R
reggieM
Guest
You ask why God didn’t do “the right thing”. I’d start by saying that this assumes you know what the right thing is.Rubbish.
Then you are suggesting that God allowed the boy to be born broken, so that he could show everyone the awesome power at his beck and call.
Why wouldn’t God have done the right thing and allowed the boy to have been born healthy, thereby saving everyone the emotional distress. What, so everyone could be impressed by his miracle? ( If I believed, that is what I would want to know)
It’s not that bad to judge God’s ways from your own perspective and standards, but that requires that you have some kind of moral equivalency with God.
I’m more than happy to accept that - but I’d need you to tell me about your moral life and whether you commit sins or do wrong to others (intentionally or not).
Wrongdoing colors your judgement about things, and about God. If you can’t control your own behavior … then on what standard do you judge others, and especially judge God?
It’s just something to think about.
We know God through observations in nature but also through revelation that He gave us. He has spoken to mankind.

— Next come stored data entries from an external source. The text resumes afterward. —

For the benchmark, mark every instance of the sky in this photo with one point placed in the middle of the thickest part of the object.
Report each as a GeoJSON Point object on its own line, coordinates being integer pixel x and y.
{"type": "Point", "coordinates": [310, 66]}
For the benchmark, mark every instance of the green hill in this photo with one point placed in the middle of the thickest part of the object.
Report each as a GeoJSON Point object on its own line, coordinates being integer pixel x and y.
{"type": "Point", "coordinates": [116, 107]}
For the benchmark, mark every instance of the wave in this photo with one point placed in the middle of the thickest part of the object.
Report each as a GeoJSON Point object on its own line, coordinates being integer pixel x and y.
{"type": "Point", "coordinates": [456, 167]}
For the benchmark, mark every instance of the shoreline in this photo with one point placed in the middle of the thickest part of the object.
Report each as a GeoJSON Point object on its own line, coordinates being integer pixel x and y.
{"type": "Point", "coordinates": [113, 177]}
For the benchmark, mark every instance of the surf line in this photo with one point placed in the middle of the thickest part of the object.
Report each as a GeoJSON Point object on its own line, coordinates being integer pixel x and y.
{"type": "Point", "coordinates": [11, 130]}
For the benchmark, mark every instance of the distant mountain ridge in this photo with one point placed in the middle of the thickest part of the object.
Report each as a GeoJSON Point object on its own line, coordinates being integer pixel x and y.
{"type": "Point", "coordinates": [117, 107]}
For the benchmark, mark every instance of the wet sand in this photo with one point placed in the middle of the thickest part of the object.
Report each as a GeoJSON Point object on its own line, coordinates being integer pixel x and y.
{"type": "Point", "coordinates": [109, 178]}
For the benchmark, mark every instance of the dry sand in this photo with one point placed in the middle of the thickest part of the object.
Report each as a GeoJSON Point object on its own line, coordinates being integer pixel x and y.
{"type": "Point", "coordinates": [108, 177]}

Within that, we can see that God is the author of goodness. For yourself, the primary goodness is your own life – something you don’t know where it came from, but which is a gift to you.
Your moral quality also belongs to you and it’s something you can improve and make more perfect.
Eventually, we can arrive at an understanding of transcendence. We can understand pain, suffering, deprivation, inequality, courage, happiness, hardships and the limits of life on earth.
Why did God create you? What purpose and meaning does your life have? On what basis do you judge what is good or evil?
What is the spiritual life? Within that, we can find the meaning of miracles also.